Vice chairman of the Senate committee on aviation, Senator Bala Ibn Na Allah who is also a pilot spoke about the hard decisions pilots have to take everyday in order to fly safely through the airspace with inadequate navigational equipment, noting that ineffectively communication in the airspace has become inimical to air safety.

N’Allah recalled that these problems have been there over the years and despite huge amount of money spent on projects to improve safety in the airspace, the problems have continued to exist.

The Committee berated the Nigerian Airspace Management Agency (NAMA) and the Nigerian Civil Aviation Authority (NCAA), saying that the later failed in its oversight functions to regulate the airspace management agency, while decrying the billions of Naira spent on equipment procurement and execution without any discernible improvement in airspace safety.

Na’Allah observed that in the aviation industry contracts are inflated and when compared to other countries, a 10th of what is budget to execute a project in Nigeria is used to provide the best of similar project overseas, adding “The navigational aids we have in Ghana, Togo, Dakar, Senegal, we have spent five times of the money they spent, yet we are yet to have the kind of equipment they have. So when we talk about funds the problem is much more than that. Collectively we have failed, so individually let us correct those mistakes that we made in the past. We do not have the funds now. We will never have the kind of funds that we had in the past in the foreseeable future. So we need to change our attitude now.”

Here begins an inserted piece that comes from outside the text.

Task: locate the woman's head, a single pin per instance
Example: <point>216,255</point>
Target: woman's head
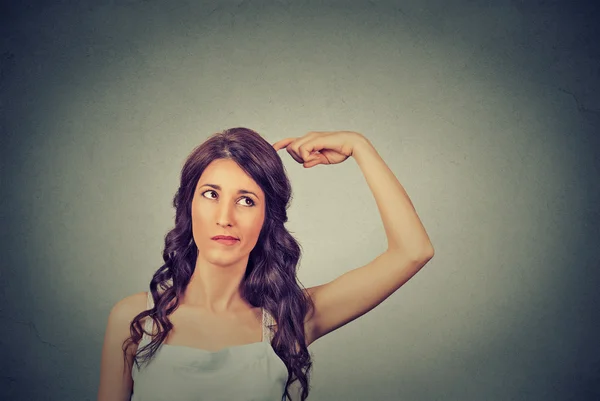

The Committee said it wants to look at the industry, the money the Senate appropriated to the different agencies and review the execution of the projects in line with the funds allocated to them.

However, the acting Managing Director of NAMA, Emma Anasi explained that paucity of funds have been the major factor for failure to implement projects in the agency and traced the history of communication and navigational aids in Nigeria airspace and noted that expansion and multiplication of airports and air routes hampered the effectiveness of these equipment, which was initially made for relatively limited part of the airspace.

He said major part of this problem would be solved if NAMA completes the on-going Aeronautical Information Service (AIS) automation, which is meant to improve communication in the airspace.

“When the project, which we call Aeronautical Information Service (AIS) automation was started it was designed to do two principal things. Create a V-SAT network in double redundant mode to enable us establish more extended VHF coverage sites and those sites are Benin, Calabar, Yola, Kaduna and many more. We have issues like that in Lagos, but this project by the time we finished it you can file your flight plan from you bedroom or from your cockpit because the network is web based. The network will also enable us to cover all the routes with radio communication to flight level 100. That is our target,” Anasi said.